ODBC.jl icon indicating copy to clipboard operation
ODBC.jl copied to clipboard

Changes in encoding

Open FinPl opened this issue 5 years ago • 3 comments

Hello,

Is there a way to automatically decode data using cp1252?. I am connecting to both Oracle and Access and they are both sending cp1252 encoded strings. For now I am using the Convert() function in Oracle, Access on the other hand was working fine before I switch to the new refactored ODBC.jl. I know I can use StringsEncodings.jl to decode the strings but I was wondering if there was an option to tell the API which encoding to expect from server.

Any help would be appreciated,

Best regards

FinPl avatar Aug 23 '20 22:08 FinPl

Sorry for the slow response here; yeah, we've had a number of issues over the years w/ encodings, mostly bugs, so in the current 1.0 version, it relies heavily on all strings being UTF8. I'd have to dig in to see if there's a way we could label strings coming out as a certain encoding. Part of the issue is that String in Julia expects its bytes to be UTF8, though it allows invalid UTF8 and you can convert. Could you explain a little more what you're doing? Like, what does your query look like? I'll have ot dig into where we do the string processing and see if there's a way to "hook" into that to bypass converting.

quinnj avatar Oct 08 '20 22:10 quinnj

Thanks for the reply!

The queries I am using are as simple as they can be, everything is returned as expected except for strings. I have used pyodbc since then to retrieve data from the databases.
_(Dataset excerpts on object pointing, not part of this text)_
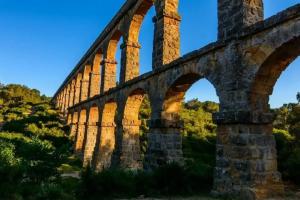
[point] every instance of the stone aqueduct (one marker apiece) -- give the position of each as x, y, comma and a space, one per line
242, 65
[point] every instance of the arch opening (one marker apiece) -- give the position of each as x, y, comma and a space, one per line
80, 135
74, 125
270, 71
275, 79
134, 129
105, 148
95, 75
111, 66
198, 132
91, 135
141, 32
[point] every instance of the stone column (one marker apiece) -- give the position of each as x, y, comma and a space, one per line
84, 90
109, 74
234, 15
81, 128
246, 165
66, 100
105, 148
73, 129
130, 61
130, 155
77, 89
92, 131
164, 143
94, 84
72, 94
166, 46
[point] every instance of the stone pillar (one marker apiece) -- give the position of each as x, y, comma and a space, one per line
109, 74
77, 89
246, 165
66, 100
164, 143
81, 128
105, 148
92, 132
130, 155
130, 61
73, 129
84, 90
72, 94
234, 15
166, 46
94, 84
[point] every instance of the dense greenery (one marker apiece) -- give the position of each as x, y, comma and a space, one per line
36, 153
34, 147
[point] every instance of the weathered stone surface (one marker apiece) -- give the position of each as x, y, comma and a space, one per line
243, 66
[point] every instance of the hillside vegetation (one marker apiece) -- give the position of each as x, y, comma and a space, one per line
36, 153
It looks like the magic is happening here: pyodbc src

That's the best insight I can give right now as I am not too familiar with ODBC specifications or Julia's string handling mechanisms.

I am still looking for a way to get rid of python dependencies in my julia scripts.
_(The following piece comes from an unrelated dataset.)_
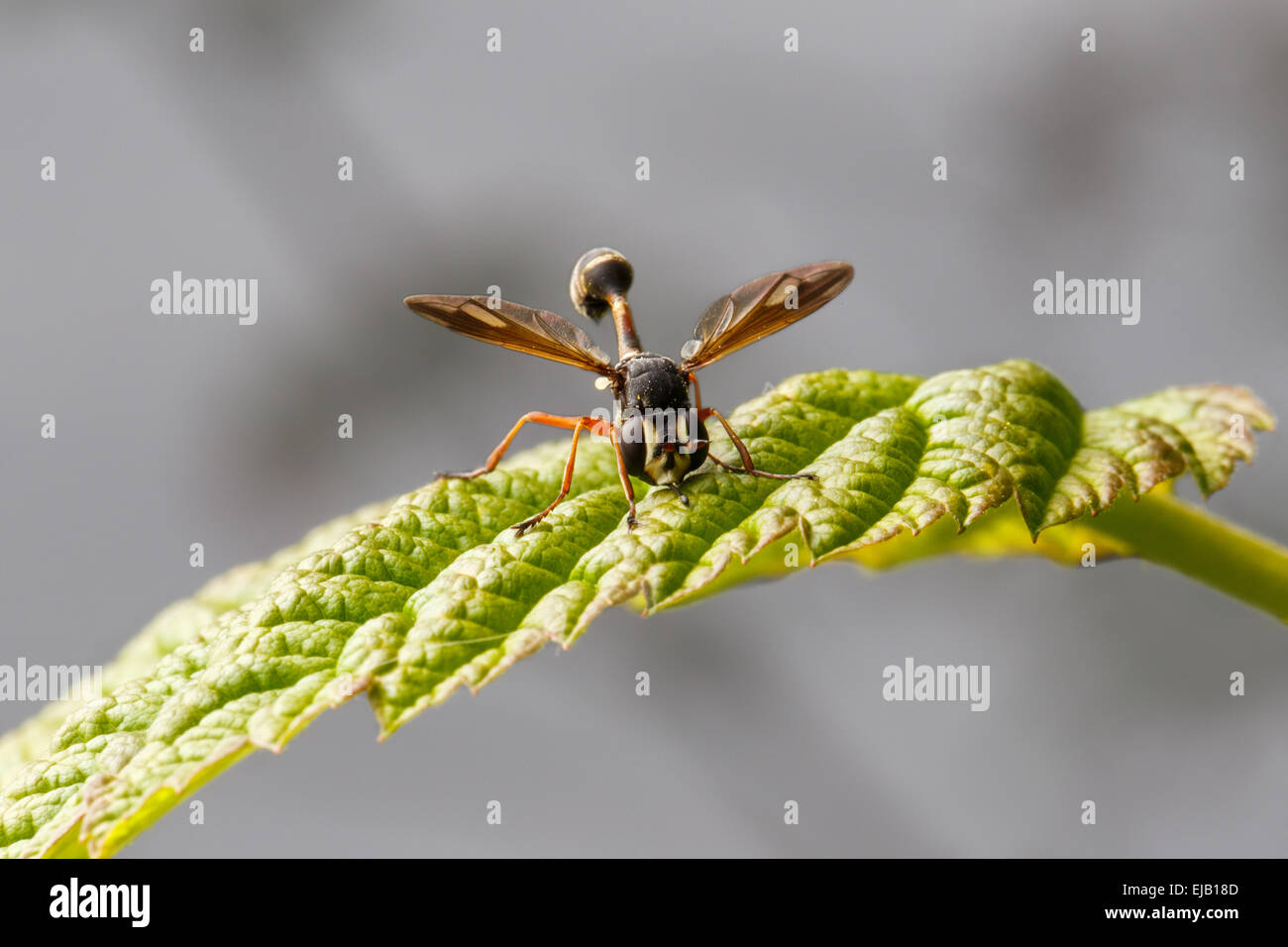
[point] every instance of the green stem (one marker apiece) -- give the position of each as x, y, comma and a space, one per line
1164, 530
FinPl avatar Nov 06 '20 15:11 FinPl

Hello again,

I think there are multiple occasions in the code where the conversion might go wrong if the source encoding is somewhat similar to utf-8.

The API uses the transcode() for column names ( str function ) and the dbInterface assumes the input is encoded in utf-8 or a general julian String (the jlcast function ). Finally the function cwstring also relies on transcode() for inputs.

From what I gather, I think the python pyodbc package aforementioned uses the iconv library to overcome encoding specifics.

There might be a way to hook into the StringEncodings.jl package wich already created the iconv bindings. This would allow a proper handling of specific local encodings before they are delivered to julia in the UTF-8 format.

I guess there is a cost here to do the transcoding part but it might be an acceptable trade-off for those who want to play with strings and databases.

FinPl avatar Mar 26 '21 21:03 FinPl